Hence, Wright’s execution influenced United States v. Price (1966) and United States v. Guest (1966), setting a precedent for government intervention in lynching cases long denied by the absence of a federal antilynching law. His death also brought an end to an era of eighty-five Missouri lynchings that had begun in 1889, supposedly for crimes so heinous that whites rationalized the need to take the law into their own hands. Ironically, his killing, like the war in which it occurred, symbolized the beginning of the end of the very racial segregation and social control that his killers sought to preserve.

Further Reading

Capeci, Dominic J., Jr. “The Lynching of Cleo Wright: Federal Protection of Constitutional Rights during World War II.” Journal of American History 72 (March 1986): 859–87.

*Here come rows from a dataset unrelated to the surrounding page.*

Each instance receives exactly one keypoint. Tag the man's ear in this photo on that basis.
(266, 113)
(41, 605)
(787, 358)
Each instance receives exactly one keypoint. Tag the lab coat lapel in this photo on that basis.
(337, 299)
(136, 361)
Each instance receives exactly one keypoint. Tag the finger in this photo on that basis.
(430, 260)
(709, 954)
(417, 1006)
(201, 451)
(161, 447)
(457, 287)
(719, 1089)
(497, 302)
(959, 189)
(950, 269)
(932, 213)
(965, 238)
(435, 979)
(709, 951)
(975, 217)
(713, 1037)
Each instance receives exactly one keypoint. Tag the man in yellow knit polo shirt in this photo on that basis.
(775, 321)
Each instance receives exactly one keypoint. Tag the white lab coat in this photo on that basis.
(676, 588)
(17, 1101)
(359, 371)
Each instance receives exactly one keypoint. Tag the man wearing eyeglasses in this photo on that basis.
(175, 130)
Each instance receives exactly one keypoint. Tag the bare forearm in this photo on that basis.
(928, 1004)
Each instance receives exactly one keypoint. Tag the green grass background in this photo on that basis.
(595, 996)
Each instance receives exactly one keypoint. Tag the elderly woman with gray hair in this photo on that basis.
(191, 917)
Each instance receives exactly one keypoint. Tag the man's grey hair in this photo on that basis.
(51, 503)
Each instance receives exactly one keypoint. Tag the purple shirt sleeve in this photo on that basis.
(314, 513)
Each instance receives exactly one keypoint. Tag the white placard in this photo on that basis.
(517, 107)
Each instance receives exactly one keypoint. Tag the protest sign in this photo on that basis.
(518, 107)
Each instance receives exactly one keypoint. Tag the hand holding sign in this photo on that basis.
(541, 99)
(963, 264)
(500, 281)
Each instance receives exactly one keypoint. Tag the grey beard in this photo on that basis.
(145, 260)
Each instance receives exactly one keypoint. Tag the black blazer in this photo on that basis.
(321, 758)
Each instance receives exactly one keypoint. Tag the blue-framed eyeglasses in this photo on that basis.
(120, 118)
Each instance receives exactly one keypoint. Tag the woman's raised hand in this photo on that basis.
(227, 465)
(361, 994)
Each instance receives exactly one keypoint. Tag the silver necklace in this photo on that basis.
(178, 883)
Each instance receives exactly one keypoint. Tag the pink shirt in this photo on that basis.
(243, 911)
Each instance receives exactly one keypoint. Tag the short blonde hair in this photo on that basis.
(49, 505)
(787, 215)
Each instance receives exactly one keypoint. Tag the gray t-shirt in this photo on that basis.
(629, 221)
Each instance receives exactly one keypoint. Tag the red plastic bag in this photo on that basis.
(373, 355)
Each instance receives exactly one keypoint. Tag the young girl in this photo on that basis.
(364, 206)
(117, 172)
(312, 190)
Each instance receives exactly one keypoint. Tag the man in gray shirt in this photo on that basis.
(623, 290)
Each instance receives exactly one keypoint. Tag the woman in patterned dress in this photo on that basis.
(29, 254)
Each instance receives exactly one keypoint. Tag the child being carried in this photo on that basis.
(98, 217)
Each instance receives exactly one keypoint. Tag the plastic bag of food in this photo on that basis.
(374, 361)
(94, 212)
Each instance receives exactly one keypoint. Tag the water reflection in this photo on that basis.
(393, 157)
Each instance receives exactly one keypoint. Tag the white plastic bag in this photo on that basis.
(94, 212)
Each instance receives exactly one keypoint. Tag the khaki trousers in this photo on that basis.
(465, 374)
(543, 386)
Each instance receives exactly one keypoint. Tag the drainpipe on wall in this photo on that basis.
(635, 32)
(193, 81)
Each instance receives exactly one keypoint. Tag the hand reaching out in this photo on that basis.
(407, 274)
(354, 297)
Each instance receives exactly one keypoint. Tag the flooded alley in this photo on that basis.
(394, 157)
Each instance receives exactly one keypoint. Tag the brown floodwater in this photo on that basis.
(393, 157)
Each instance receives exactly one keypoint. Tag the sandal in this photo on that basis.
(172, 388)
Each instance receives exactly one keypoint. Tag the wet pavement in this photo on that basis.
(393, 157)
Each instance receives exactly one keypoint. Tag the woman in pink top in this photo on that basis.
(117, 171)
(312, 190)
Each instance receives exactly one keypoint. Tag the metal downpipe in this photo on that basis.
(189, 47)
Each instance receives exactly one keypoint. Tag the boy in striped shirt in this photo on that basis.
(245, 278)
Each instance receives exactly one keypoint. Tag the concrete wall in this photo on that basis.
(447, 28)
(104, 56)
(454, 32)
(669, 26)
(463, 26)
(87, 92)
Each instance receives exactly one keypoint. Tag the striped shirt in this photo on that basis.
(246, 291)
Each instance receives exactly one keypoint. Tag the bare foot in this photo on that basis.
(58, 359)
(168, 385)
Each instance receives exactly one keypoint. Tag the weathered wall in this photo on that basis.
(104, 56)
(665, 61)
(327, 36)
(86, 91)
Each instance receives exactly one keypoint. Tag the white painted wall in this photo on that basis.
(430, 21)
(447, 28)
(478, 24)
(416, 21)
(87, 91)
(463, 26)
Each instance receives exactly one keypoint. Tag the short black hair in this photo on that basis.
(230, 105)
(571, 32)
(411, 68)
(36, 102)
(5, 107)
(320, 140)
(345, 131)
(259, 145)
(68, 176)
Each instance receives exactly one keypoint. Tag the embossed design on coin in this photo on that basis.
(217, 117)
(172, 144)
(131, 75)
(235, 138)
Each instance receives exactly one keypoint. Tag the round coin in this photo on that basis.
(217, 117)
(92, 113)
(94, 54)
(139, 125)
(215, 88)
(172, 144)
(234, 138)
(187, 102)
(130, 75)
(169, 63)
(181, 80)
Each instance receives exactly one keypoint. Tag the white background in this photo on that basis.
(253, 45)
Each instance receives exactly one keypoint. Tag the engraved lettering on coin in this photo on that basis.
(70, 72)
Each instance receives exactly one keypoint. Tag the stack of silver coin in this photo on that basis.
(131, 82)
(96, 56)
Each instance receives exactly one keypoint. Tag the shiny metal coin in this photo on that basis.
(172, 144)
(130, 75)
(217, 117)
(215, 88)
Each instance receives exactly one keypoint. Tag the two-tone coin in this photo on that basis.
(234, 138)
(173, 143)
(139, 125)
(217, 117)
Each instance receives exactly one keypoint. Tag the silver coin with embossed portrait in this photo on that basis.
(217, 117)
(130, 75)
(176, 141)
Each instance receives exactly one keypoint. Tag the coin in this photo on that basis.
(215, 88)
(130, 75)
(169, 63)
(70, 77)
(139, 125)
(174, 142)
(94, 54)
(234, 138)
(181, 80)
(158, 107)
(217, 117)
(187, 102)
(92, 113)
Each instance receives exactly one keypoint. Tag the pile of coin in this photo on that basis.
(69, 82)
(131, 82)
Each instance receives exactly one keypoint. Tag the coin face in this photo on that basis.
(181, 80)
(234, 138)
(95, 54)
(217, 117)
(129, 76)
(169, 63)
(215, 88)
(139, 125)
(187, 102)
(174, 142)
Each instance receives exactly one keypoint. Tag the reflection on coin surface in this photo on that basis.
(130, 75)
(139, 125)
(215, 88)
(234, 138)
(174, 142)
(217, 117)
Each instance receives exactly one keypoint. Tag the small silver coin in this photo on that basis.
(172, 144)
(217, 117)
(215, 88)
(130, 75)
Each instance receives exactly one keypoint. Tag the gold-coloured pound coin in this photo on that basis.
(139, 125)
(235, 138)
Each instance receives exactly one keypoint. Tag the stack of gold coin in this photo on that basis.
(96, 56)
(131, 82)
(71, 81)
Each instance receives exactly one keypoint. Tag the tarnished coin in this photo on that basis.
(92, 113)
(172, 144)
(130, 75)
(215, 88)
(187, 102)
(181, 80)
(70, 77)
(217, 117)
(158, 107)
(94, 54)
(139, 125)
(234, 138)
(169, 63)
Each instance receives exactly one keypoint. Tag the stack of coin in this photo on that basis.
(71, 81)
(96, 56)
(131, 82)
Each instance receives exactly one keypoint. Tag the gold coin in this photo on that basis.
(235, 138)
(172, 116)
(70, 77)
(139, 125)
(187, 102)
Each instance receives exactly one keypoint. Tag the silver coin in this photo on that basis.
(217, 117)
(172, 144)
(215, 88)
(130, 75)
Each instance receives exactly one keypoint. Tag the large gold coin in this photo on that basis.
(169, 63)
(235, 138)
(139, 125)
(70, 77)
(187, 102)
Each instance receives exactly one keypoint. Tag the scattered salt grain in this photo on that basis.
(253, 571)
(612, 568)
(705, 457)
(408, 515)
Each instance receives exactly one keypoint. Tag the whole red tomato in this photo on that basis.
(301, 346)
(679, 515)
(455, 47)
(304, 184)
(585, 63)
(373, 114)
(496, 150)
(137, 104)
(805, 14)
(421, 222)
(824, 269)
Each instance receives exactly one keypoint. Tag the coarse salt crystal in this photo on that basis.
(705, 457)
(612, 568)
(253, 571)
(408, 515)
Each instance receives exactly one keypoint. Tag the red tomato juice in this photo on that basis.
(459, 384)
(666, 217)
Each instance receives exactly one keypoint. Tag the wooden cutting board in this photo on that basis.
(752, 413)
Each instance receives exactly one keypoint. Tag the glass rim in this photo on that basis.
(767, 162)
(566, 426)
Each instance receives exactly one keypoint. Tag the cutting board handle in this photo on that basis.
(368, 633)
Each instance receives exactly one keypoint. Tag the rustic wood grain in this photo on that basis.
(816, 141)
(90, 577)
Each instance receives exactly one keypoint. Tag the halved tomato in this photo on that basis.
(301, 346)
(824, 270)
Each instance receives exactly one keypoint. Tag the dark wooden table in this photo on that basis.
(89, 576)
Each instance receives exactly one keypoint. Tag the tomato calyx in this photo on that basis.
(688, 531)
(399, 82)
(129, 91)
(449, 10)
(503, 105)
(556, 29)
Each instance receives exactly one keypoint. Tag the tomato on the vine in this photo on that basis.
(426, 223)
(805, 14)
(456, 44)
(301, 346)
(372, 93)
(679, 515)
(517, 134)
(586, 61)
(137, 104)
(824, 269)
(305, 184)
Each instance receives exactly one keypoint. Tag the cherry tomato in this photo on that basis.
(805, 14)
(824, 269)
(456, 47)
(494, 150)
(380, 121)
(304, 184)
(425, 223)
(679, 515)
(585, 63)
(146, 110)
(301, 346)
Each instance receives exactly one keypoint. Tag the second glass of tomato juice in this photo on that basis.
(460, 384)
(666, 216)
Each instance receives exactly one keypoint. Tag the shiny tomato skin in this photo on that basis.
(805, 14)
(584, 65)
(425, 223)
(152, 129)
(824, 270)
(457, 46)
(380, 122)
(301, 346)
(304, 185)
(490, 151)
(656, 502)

———. The Lynching of Cleo Wright. Lexington: University Press of Kentucky, 1998.

Greene, Lorenzo J., Gary R. Kremer, and Antonio F. Holland. Missouri’s Black Heritage, Revised Edition. Columbia: University of Missouri Press, 1993.

Mitten, Lyman Russell, II. “The Lynching of Cleo Wright: A Study.” Senior thesis, Southeast Missouri State University, 1974.

Pfeifer, Michael J. “The Ritual of Lynching: Extralegal Justice in Missouri, 1890–1942.” Gateway Heritage 13 (Winter 1993): 22–33.